The study was published in the journal Monthly Notices of the Royal Astronomical Society.
Farfarout — Most Distant Object in Solar System
The faint object nicknamed ‘Farfarout’ which was discovered in 2018 has now been recognised as the most far-off object yet found in our Solar System.
The international Gemini Observatory and other ground-based telescopes helped astronomers to confirm the most distant object.
The object was designated by the International Astronomical Union.
Farthest γ-ray Emitting NLS-1 Galaxy
Researchers from India’s ARIES (Aryabhatta Research Institute of Observational Sciences), in association with other institutions’ scientists, have found a new active galaxy and identified it as the most distant gamma-ray emitting Narrow-Line Seyfert 1 (NLS1) galaxy — TXS 1206 + 549, known to date.
This unique entity TXS 1206 + 549 is situated at a redshift (z) of 1.34 and 31 billion light-years away from us.
The study was reported in the journal Monthly Notices of Royal Astronomical Society.
Organic Matter from an Asteroid
Organic matter & water necessary for life on earth were found on the surface of Asteroid ‘Itokawa’ by researchers from Royal Holloway, University of London.
The single grain (nicknamed ‘Amazon’) sample from the asteroid showed that the organic materials that originated from the asteroid have chemically evolved over the years.
This is for the first time that organic matter that could serve as the chemical precursors for the beginning of life on earth has been found on the surface of an asteroid.
Discovery of First X-rays from Uranus
The ice giant Uranus which is four times the diameter of Earth has been detected emitting X-rays for the first time.
With the help of the Chandra X-ray Observatory of NASA, astronomers have observed X-rays from Uranus which could provide them insights into this enigmatic giant planet in our planetary system.
Most-detailed radio image of Andromeda Galaxy
Researchers have come up with a detailed radio image of the Andromeda galaxy, at the microwave frequency of 6.6 GHz, for the first time.
The image will help in recognising and examining regions of the galaxy where new stars originate.

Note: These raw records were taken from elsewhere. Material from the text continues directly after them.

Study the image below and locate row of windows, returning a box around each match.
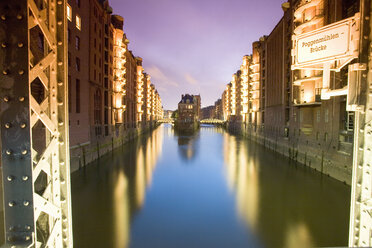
[67,52,80,71]
[68,75,80,113]
[66,4,81,30]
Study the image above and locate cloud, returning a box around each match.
[185,73,198,85]
[146,65,178,87]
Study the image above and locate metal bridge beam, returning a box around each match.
[349,0,372,247]
[0,0,73,247]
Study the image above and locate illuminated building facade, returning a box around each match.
[136,57,146,123]
[67,0,91,146]
[112,15,127,124]
[218,0,360,183]
[178,94,199,123]
[65,0,163,170]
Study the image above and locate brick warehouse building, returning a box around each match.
[66,0,163,170]
[222,0,359,184]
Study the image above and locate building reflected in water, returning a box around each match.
[175,130,199,161]
[223,133,348,247]
[72,128,164,248]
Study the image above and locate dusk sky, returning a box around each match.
[109,0,285,110]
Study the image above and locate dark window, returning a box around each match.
[105,24,108,35]
[105,38,108,49]
[105,51,108,63]
[76,57,80,71]
[75,36,80,50]
[67,52,71,66]
[76,79,80,113]
[67,75,72,113]
[105,65,108,75]
[104,91,108,106]
[105,77,108,88]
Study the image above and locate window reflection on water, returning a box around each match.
[223,133,349,247]
[72,128,164,248]
[72,126,350,248]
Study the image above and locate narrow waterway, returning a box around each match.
[72,125,350,248]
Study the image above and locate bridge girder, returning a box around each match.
[0,0,73,247]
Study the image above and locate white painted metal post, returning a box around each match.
[0,0,73,247]
[349,0,372,247]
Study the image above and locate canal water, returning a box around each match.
[72,124,350,248]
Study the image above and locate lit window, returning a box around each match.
[76,15,81,30]
[75,36,80,50]
[67,4,72,22]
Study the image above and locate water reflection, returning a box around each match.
[72,128,163,248]
[223,133,349,247]
[175,130,199,161]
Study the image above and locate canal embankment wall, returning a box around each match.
[225,123,353,185]
[70,123,159,173]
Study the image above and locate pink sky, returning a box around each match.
[109,0,284,110]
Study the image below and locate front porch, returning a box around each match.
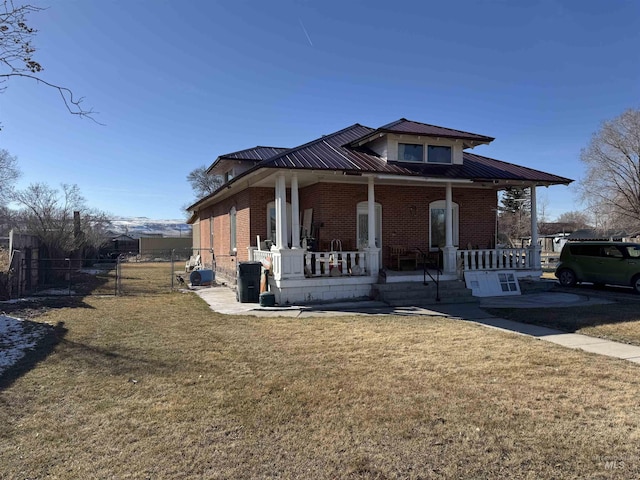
[241,172,542,305]
[249,247,542,305]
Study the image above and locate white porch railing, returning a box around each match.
[249,249,273,265]
[304,251,367,277]
[458,248,540,270]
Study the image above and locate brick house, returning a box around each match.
[189,119,572,304]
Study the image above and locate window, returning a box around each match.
[398,143,424,162]
[427,145,451,163]
[267,202,292,244]
[229,207,238,255]
[209,214,213,251]
[429,200,459,250]
[357,202,382,250]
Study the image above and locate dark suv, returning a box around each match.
[555,242,640,293]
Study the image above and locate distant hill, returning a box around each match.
[108,217,191,238]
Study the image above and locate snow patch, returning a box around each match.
[0,315,49,375]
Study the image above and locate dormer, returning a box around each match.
[350,118,494,165]
[207,146,287,183]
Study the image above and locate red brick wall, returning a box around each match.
[300,183,497,264]
[195,183,497,278]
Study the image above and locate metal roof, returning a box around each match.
[350,118,495,146]
[189,118,573,209]
[207,146,287,173]
[258,124,572,184]
[219,146,288,160]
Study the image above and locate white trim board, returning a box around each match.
[464,270,521,297]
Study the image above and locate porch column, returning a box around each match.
[367,177,380,277]
[275,173,289,250]
[367,177,376,248]
[442,183,458,274]
[291,173,300,248]
[271,172,305,282]
[529,185,542,270]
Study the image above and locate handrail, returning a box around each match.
[416,248,440,302]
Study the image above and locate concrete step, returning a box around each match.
[373,280,479,307]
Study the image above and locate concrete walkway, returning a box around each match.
[195,286,640,364]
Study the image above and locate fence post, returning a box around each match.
[114,255,120,297]
[171,248,176,291]
[65,258,71,296]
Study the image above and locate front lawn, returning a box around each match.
[486,287,640,346]
[0,286,640,479]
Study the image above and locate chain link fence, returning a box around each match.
[13,249,200,296]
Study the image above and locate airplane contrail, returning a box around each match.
[298,18,313,47]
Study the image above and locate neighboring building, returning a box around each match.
[108,234,138,255]
[189,119,572,303]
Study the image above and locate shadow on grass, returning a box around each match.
[60,339,176,376]
[483,301,640,334]
[0,320,67,390]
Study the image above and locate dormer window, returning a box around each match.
[398,143,453,164]
[427,145,451,163]
[398,143,424,162]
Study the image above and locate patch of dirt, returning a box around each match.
[0,297,84,320]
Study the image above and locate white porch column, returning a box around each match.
[367,177,376,248]
[271,173,305,287]
[442,183,458,274]
[529,185,542,270]
[364,177,380,277]
[444,183,453,247]
[291,173,300,248]
[275,173,289,250]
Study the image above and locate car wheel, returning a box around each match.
[558,268,576,287]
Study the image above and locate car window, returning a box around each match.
[569,244,600,257]
[602,245,623,258]
[626,245,640,258]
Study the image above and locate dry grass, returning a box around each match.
[489,302,640,345]
[0,284,640,479]
[120,262,176,295]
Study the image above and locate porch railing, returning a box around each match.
[304,251,367,277]
[251,250,273,264]
[458,248,540,270]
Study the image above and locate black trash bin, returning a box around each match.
[238,262,262,303]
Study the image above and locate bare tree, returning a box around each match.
[0,149,20,205]
[579,109,640,230]
[0,0,98,127]
[498,187,531,245]
[555,210,591,230]
[187,165,224,199]
[13,183,108,256]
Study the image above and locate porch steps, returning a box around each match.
[373,280,479,307]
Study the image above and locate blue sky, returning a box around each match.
[0,0,640,219]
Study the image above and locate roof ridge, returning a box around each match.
[378,117,495,140]
[263,123,374,162]
[218,145,288,158]
[462,151,573,181]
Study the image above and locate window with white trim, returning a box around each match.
[357,202,382,250]
[427,145,452,163]
[429,200,460,250]
[398,143,424,162]
[267,202,292,243]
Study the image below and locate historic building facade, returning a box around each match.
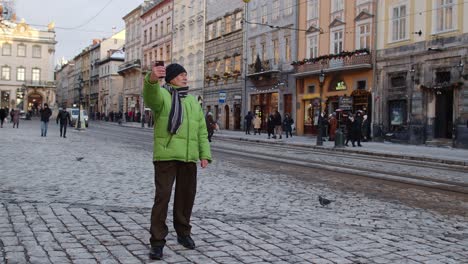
[374,0,468,148]
[171,0,205,96]
[0,16,57,112]
[203,0,245,130]
[293,0,377,135]
[141,0,174,73]
[244,0,298,129]
[118,5,143,116]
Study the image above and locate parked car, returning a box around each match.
[67,108,89,127]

The details were published online in Astronomy and Astrophysics.
First Detection of Light behind a Black Hole
Astrophysicists from Stanford University have directly spotted light from behind a supermassive black hole.
The black hole is around ten million times more massive than the sun and situated in the centre of a galaxy 800 million light-years away.

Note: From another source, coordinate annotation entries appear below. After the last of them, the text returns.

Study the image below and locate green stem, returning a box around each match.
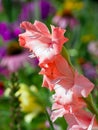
[10,73,22,130]
[45,110,55,130]
[84,94,98,121]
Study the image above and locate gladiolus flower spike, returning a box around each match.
[19,21,98,130]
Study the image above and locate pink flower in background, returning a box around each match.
[52,15,79,29]
[51,86,94,130]
[19,21,68,64]
[88,41,98,57]
[19,21,95,130]
[0,41,38,76]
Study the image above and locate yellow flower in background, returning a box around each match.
[16,84,42,117]
[81,34,95,43]
[64,0,84,10]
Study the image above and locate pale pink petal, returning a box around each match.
[73,72,94,97]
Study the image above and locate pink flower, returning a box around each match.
[51,86,94,130]
[40,55,94,97]
[1,52,28,73]
[19,21,68,64]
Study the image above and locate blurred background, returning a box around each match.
[0,0,98,130]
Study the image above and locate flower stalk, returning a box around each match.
[10,73,22,130]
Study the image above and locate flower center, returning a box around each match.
[7,42,23,55]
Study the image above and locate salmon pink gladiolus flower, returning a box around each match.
[19,21,68,64]
[40,55,94,97]
[51,85,94,130]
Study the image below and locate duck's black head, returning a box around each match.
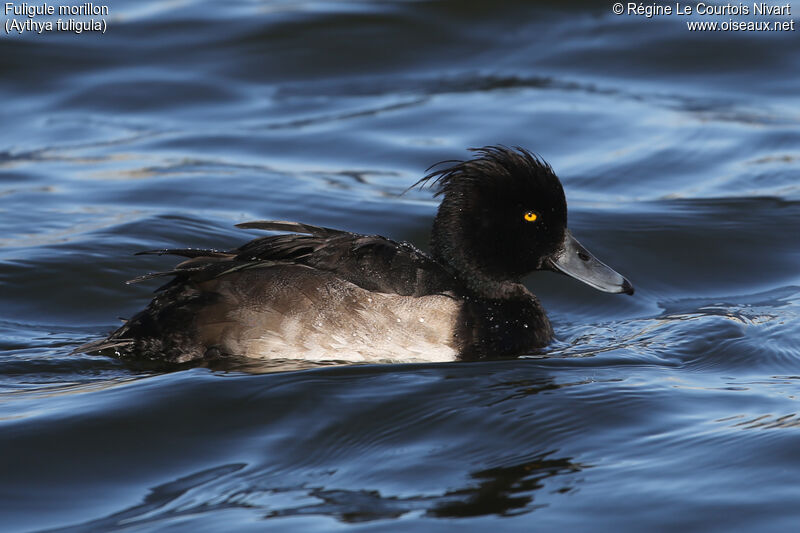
[418,146,633,298]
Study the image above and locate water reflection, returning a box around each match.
[37,452,586,533]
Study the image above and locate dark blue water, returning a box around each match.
[0,0,800,532]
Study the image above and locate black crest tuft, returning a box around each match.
[410,145,553,196]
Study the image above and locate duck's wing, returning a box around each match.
[76,221,459,362]
[131,220,458,296]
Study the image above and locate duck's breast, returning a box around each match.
[196,265,462,362]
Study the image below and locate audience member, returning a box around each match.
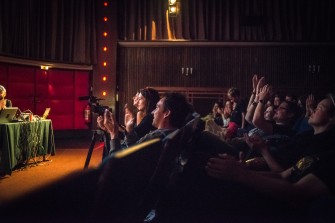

This detection fulfils the prediction of Albert Einstein’s theory of general relativity. The first-ever recordings of X-rays emission were detailed in a paper published in Nature.
First Commercial Re-programmable Satellite — EUTELSAT
The European Space Agency (ESA) launched the world’s first commercial fully flexible software defined satellite — Eutelsat Quantum — in July from Europe’s Spaceport in French Guiana.
The re-programmable satellite was developed under an ESA Partnership Project with satellite operator Eutelsat and prime manufacturer Airbus.
The sophisticated reprogrammable telecommunications satellite is capable of responding to the changing demands for data transmission and secure communications during its 15-year lifetime.
Bacteria may help to Grow Plants on Mars
A team of researchers from NASA’s Jet Propulsion Laboratory (JPL), the University of Southern California, Cornell University and the University of Hyderabad, India, has found and isolated four strains of bacteria from various areas aboard the International Space Station.
The isolated strains belong to the family Methylobacteriaceae. The discovery may help astronauts grow their own food. Their genetic analysis shows that they are closely related to Methylobacterium indicum.